«Accendere o spegnere? Illuminare o no? Riscaldare emotivamente con addobbi e luci il Natale, ovvero scegliere l'austerità in favore della solidarietà?
La questione sta già dividendo la cittadinanza, tra chi ritiene che sia giusto evitare sprechi di denaro pubblico per attività giudicate effimere in questo particolare momento storico, e chi invece auspica di trovare per strade e piazze almeno quei minimi segni di una festa che sollevino il morale in questa fase così difficile.
E l'interrogativo si avverte anche a livello politico istituzionale, soprattutto all'indomani delle dichiarazioni con cui sindaco, Amedeo Bottaro, durante Appuntamento con Trani, su Radio Bombo, ha lasciato intendere che i segni del Natale in città, nonostante l'emergenza sanitaria, ci saranno tutti: «Addobberemo e illumineremo la città come merita - aveva dichiarato sabato scorso il primo cittadino -, soprattutto in questo momento così difficile, ma di certo nessuno dovrà approfittare di ciò e saremo assolutamente inflessibili nei confronti di chi dovesse violare le norme assembrandosi intorno ad alberi i presepi».
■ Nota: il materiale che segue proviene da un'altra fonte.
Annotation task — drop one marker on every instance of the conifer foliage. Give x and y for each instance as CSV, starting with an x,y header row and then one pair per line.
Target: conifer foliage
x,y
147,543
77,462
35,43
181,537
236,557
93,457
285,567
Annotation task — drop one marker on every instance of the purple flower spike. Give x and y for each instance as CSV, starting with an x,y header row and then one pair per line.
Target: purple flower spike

Nella sua maggioranza, però, c'è chi la pensa in altro modo. Infatti, il consigliere comunale della lista Con, Claudio Biancolillo, si è fatto portavoce di una proposta che sembra andare in direzione diametralmente opposta: «Sarebbe opportuno destinare le risorse che erano state previste per l’allestimento delle luminarie artistiche nel periodo natalizio alle famiglie in maggiore difficoltà. Tale iniziativa andrebbe in direzione del contrasto alla povertà e servirebbe anche a sostenere il commercio locale. Infatti - prosegue - i buoni potranno essere utilizzati nei negozi di tutta la città, inclusi ristoranti, pasticcerie, bar e attività di somministrazione. Si potranno acquistare vestiti, giocattoli e piccoli oggetti utili a rendere un po’ più piacevole un periodo di festa che ricade in un momento storico difficile. Sarebbe bello - conclude - se riuscissimo a realizzare anche noi, a Trani, questa lodevole iniziativa prendendo esempio dalle amministrazioni, per esempio, di Taranto e Mesagne».
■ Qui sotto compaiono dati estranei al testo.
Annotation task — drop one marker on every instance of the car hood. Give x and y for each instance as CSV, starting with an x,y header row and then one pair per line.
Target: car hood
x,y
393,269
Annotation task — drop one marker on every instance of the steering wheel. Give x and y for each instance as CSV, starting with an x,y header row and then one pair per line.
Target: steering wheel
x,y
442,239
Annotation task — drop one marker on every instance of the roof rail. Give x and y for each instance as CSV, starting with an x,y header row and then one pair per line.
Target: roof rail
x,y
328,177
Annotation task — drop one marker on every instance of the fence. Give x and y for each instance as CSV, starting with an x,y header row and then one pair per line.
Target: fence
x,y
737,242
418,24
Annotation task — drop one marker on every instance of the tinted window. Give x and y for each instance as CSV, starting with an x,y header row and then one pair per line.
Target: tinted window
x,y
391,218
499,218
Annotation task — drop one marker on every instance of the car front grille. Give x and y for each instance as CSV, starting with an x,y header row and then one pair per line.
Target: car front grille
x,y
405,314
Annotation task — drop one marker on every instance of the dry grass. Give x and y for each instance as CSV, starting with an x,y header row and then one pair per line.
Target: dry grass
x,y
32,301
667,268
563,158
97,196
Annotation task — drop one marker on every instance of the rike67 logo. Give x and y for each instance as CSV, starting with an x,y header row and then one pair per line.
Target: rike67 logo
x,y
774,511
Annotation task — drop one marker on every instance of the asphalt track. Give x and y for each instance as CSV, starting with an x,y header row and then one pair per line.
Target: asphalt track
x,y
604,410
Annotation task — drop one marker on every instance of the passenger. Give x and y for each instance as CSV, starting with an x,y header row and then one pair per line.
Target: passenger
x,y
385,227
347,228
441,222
Ed in questo solco, raccogliendo idealmente la proposta di Biancolillo, ma specificatamente rivolgendosi al settore non alimentare, si sono già mosse le associazioni di categoria dei commercianti Cna, Confesercenti e Confcommercio. «Ridurre i fondi eventualmente previsti dall'amministrazione comunale per il Natale - scrivono i rispettivi segretari, Michele De Marinis, Mario landriscina e Mino Acquaviva - e destinare il risparmio in buoni spesa alle famiglie bisognose, per acquisti e regali in esercizi non alimentari e artigianali presenti in tutta la città. La pandemia - spiegano - ha aggravato la condizione economica di molti nuclei e delle persone sole. Si intende dare la possibilità ai beneficiari di spendere i buoni nei negozi non alimentari e artigianali che aderiranno all’iniziativa, sostenendo così anche l’economia locale. Si tratterebbe - continuano - di un'azione in grado di apportare effetti benefici economici e sociali: infatti da una parte si incentiverebbe l'acquisto locale e si andrebbero a favorire le entrate dei nostri commercianti e artigiani; dall'altra si fornirebbe un aiuto concreto alle famiglie in difficoltà. In sostanza si tornerebbe a fare circolare l'economia cittadina in un momento di emergenza».